NETGEAR is aware of a growing number of phone and online scams. To learn how to stay safe click here.
Forum Discussion
Orbi IPTABLES and TUN interface
uname -a : Linux RBR50 3.14.77 #1 SMP PREEMPT Fri Jan 8 20:10:05 CST 2021 armv7l GNU/Linux
Aid needed.
Background:
I want to enable VPN server and only allow a handfull of ports to be allowed once connected to the tunnel interface.
TUN Network: 192.168.2.0/24
LAN Network: 192.168.1.0/24
I have been playing around with IPTables on the Orbi console interface but not managed to actually affect the tunnel IP traffic. I'm lost to what chain I'm suppossed to put the statement in to block traffic. What I can see is that when enabling the VPN server a statement like below appears under the loc2net chain I try and add a statement above this it has no effect.

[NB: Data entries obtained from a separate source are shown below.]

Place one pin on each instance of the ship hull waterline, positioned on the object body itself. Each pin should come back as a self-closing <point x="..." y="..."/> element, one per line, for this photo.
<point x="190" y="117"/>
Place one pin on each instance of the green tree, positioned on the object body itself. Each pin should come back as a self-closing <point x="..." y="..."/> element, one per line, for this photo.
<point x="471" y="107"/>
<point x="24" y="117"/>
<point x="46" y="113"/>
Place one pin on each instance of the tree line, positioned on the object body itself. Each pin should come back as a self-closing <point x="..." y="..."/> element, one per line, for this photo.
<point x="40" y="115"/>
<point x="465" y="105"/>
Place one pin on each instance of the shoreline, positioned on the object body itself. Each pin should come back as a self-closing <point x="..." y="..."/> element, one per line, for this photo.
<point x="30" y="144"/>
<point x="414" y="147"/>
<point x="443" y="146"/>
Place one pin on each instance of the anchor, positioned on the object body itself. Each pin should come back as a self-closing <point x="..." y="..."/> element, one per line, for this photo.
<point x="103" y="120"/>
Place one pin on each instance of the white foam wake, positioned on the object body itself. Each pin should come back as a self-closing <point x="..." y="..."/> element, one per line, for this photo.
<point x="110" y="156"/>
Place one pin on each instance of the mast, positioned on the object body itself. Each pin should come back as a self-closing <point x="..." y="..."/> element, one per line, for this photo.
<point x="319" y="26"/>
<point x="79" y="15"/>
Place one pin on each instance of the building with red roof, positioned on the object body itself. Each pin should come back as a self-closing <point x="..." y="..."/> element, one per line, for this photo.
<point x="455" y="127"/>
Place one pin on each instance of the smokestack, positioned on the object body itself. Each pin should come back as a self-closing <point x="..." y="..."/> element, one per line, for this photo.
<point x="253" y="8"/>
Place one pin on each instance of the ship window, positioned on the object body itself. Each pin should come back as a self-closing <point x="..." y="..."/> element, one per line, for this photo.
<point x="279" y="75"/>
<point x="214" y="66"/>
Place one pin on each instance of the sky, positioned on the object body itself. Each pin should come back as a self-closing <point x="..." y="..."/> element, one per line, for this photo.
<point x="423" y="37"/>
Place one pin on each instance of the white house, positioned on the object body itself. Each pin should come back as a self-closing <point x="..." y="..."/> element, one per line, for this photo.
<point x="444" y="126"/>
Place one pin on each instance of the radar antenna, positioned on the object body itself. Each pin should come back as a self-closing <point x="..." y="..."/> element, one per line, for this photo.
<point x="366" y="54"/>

5 ACCEPT all -- 192.168.2.0/24 anywhere
* iptables -I loc2net 4 -s 192.168.2.0/24 -j DROP
**and I've been trying statements in other places also but not wanting to break things I thought I'd stop and ask here instead :)
I tried to look at the GUI if it had any ways of blocking but the secion where you seem to be able to do so doesn't allow 192.168.2.0 statements, but I enabled this for something else just to see what the IPtables behaviour was and noticed it created a new section called chain blk_svc . I also tried to add my drop statements there but to no avail.
Also wondering if its possible somehow to trace or log on the ORBI the trace function doesn't seem to work and when I try below nothing shows up in the /var/log/messages, any ideas?
~ iptables -A INPUT -s 192.168.2.2 -j LOG--log-level 4
iptables -t raw -A OUTPUT -p icmp -j TRACE gives : iptables v1.4.21: Couldn't load target `TRACE':No such file or directory
Cheers and thank you!
8 Replies
Could you please describe the intended result in more general terms? Such as:
When a remote device joins my Orbi LAN through OpenVPN, I want this device to be able to (a) only do certain things, or (b) not be able to do certain things, (1) on the local LAN or (2) when it accesses the internet.
And, this restriction applies only to devices on the VPN and not "regular devices"?
Sure :
When this device joins my network through VPN and get the IP 192.168.2.x I want it only to be able to access the following IP: 192.168.1.150 with tcp/udp port 25000
Cheers
andlid wrote:When this device joins my network through VPN and get the IP 192.168.2.x I want it only to be able to access the following IP: 192.168.1.150 with tcp/udp port 25000
That would be any (every) device that joins the network through VPN. Seems to that this sorts of defeats the general purpose of having a VPN. I am guessing that the remote device can be 'anywhere' and thus have a different IP address every time it connects.
Does 192.168.1.150 have no firewall or password capability?
This sounds like what port forwarding is intended to accomplish. i.e. a connection attempt to port 25000 goes only to one IP on the LAN and that IP can decide to accept or decline the connection, and then can require whatever authentication it wants before granting access.
Another consideration is that anything done to iptables will disappear if the Orbi reboots
Frankly, I am impressed that you know so much about iptables. I made a couple of attempts to figure out how Orbi was implementing things and got SO confused that I gave up.